IIRC, I read a study that tried to determine if fish suffer by injecting them with toxins and observing whether their reactions are planned or entirely instinctive. (They found that there's a bit of planning among bony fish, but none among the cartilaginous.) I don't know why they had to actually hurt the fish, especially in a way that didn't leave much room for planning, if all they wanted to know was if the fish can plan. But that was their definition. You might also name introspection, remembering the pain after it's over...
This is the ultimate subjective question, so the only wrong answer is one that is never given. Speak, or be wrong. I will downvote any post you don't make.
BTW, I think the most important defining feature of an MSA is ability to kick people's asses. Very humanizing.

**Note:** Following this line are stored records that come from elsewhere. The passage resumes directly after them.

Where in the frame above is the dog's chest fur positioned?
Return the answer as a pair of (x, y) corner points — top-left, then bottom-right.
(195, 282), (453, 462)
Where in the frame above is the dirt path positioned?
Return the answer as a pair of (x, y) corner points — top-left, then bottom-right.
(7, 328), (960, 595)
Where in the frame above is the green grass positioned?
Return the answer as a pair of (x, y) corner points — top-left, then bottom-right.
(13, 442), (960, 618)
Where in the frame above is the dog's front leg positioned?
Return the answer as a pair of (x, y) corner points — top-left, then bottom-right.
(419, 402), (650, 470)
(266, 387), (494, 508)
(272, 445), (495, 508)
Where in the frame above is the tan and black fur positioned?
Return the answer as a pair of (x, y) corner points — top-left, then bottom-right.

I have trouble understanding this; mostly, I don't get if you think it exists or if you just want me to pretend it does. But, if I do understand the concept correctly, if something is being imposed on the conscious mind as a moral imperative, that would be projectivist, as it would feel real. If you had part of the unconscious mind that imposed the most socially acceptable, expedient concept of "disgust" on the rest of the mind, one would still feel genuinely disgusted by whatever it "thought" you should be disgusted by. The problem with emotivism is that most people who make moral statements genuinely believe them to be objective, so rendering them into emotive statements loses meaning. Projectivism retains this meaning without accepting the completely unsupported (and I believe unsupportable) claim that objective morals exist.
The magical category objection doesn't really make sense, even for emotivism. If "Murder is bad" means, "Boo murder!" no category is evoked and none need be. Furthermore, from any anti-realist perspective, any thing or act could potentially be viewed as immoral, so trying to describe a set of things or acts that count as valid subjects of "moral approval" makes no sense. "Perhaps remarking that approval is of many kinds" makes no (or at the best, very ill-defined) sense. The author doesn't mention a single kind, and it is unclear what would distinguish kinds in a way that meets his own standards. Forcing the other side to navigate an ill-defined, context-free classification system and claiming their definition is defective when they fail to do so proves nothing.

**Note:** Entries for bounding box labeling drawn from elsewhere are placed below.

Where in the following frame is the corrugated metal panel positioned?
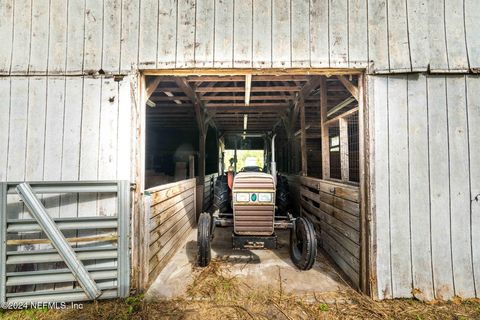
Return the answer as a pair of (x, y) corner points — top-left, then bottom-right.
(0, 0), (480, 75)
(0, 181), (131, 302)
(369, 75), (480, 299)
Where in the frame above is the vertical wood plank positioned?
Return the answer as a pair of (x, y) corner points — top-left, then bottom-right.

As for the third point, it's a straw man. Claiming that emotivism must act as a mapping function such that any sentence XYZ -> a new sentence ABC irrespective of context is a caricature; English doesn't work like this, and no self-respecting theory of language would pretend it does. Unless emotivists consistently claim that context is irrelevant and can be ignored, this point shouldn't even be made. I could write a paper about how "Murder is wrong" can be replaced with, "Boo murder!" You can't then use '"Murder is wrong" contains the word "is"' as a legitimate counterexample, because it is quite obviously a different context.
I don't remember why I asked that question. It sure reads as a trick question. It's certainly reasonable to treat things as a dichotomy if the overlap is not likely, but I think that's wrong here. I endorse this very broad projectivist view that includes this example, and I imagine most emotivists agree; I doubt that most emotivists are sociopaths projecting their abnormality onto the general population. But I also think emotivism is possible, such as along the lines of this example, or more broadly.